Un día después de finalizada esta disputa de medio año, los administradores y todos los demás se vieron en problemas para partir. Era el día que precedía la puesta en funcionamiento de la nueva línea ferroviaria de Ito.
Con los trenes que arribaban en plena temporada de vacaciones, la calle principal brillaba con las decoraciones festivas. Yo había permanecido recluido en la posada, "encerrado como en una lata", mientras describía el proceso que sostenía este juego apartado del mundo. Ahora, en el ómnibus que me llevaba a casa, restallaban las decoraciones alrededor de mí, y me sentía liberado, como si hubiera emergido de una oscura caverna. Las calles de tierra cercanas a la estación, las endebles casas, la mezcolanza y el desorden de la parte nueva de la ciudad expresaban para mí la vitalidad del mundo de allí afuera.

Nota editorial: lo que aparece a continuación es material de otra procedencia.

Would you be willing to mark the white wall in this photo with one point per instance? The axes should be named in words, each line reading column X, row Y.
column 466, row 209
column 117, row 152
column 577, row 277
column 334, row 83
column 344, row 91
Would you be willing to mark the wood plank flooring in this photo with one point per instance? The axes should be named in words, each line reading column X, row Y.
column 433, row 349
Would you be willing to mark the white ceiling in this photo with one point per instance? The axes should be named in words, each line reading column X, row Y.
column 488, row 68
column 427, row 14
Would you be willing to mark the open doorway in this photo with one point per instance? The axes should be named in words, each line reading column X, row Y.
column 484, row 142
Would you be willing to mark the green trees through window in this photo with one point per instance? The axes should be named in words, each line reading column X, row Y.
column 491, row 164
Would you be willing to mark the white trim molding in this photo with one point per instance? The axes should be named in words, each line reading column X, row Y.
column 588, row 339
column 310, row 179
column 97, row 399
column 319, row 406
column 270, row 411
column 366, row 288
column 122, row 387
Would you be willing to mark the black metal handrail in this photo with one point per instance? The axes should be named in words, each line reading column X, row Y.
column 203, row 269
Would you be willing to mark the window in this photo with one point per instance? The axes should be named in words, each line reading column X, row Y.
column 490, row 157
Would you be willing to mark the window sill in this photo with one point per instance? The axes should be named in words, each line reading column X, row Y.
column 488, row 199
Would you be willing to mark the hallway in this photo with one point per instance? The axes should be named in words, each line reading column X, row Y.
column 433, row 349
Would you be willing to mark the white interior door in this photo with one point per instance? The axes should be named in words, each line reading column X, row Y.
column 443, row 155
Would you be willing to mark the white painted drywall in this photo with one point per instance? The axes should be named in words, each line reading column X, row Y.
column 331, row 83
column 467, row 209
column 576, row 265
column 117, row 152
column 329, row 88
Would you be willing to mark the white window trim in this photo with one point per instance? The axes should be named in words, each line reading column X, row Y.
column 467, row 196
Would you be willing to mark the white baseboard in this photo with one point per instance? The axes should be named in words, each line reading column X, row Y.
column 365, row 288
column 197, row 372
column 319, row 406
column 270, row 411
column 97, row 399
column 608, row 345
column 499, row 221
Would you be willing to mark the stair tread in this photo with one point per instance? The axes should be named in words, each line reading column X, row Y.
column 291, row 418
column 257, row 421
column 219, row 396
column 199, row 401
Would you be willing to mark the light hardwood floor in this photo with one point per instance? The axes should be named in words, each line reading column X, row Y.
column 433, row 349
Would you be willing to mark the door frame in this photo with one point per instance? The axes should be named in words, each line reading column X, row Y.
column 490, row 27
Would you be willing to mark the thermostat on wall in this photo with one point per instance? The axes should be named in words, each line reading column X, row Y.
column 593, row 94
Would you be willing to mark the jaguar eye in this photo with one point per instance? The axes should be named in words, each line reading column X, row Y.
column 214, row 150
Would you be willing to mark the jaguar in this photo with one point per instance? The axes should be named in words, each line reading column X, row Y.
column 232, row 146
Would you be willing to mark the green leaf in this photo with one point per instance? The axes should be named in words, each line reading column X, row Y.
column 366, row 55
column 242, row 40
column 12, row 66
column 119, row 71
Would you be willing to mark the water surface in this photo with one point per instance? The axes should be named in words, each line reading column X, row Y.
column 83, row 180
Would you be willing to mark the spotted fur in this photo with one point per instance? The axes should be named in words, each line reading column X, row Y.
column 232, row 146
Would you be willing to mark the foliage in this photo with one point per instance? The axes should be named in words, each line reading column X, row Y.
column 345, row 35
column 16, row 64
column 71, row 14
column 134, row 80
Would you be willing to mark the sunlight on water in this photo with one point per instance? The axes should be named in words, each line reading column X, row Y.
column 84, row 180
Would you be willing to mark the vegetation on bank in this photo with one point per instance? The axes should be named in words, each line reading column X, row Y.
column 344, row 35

Cuando el ómnibus dejó Ito y siguió a lo largo del camino de la costa, veíamos mujeres cargando atados de ramas secas sobre sus espaldas. Algunas llevaban en sus manos helechos de hojas blancas, para emplearlos como decoraciones para el Año Nuevo, otras los portaban atados a las ramas. De pronto tuve ganas de estar entre la gente. Me sentía como en la cima de una montaña avistando el humo lejano de una aldea. Sentía nostalgia por las rutinas de la vida común, los preparativos por el Año Nuevo y todo lo demás. Sentía que había escapado de un mundo sórdido y distorsionado. Las mujeres habían recogido la leña y volvían a casa para la cena. El mar brillaba con una luz tan nebulosa que uno no lograba adivinar su origen. El color, en el filo de la oscuridad, era invernal.
Hasta en el ómnibus me acordé del Maestro. Tal vez mi deseo de compañía influía en estos sentimientos.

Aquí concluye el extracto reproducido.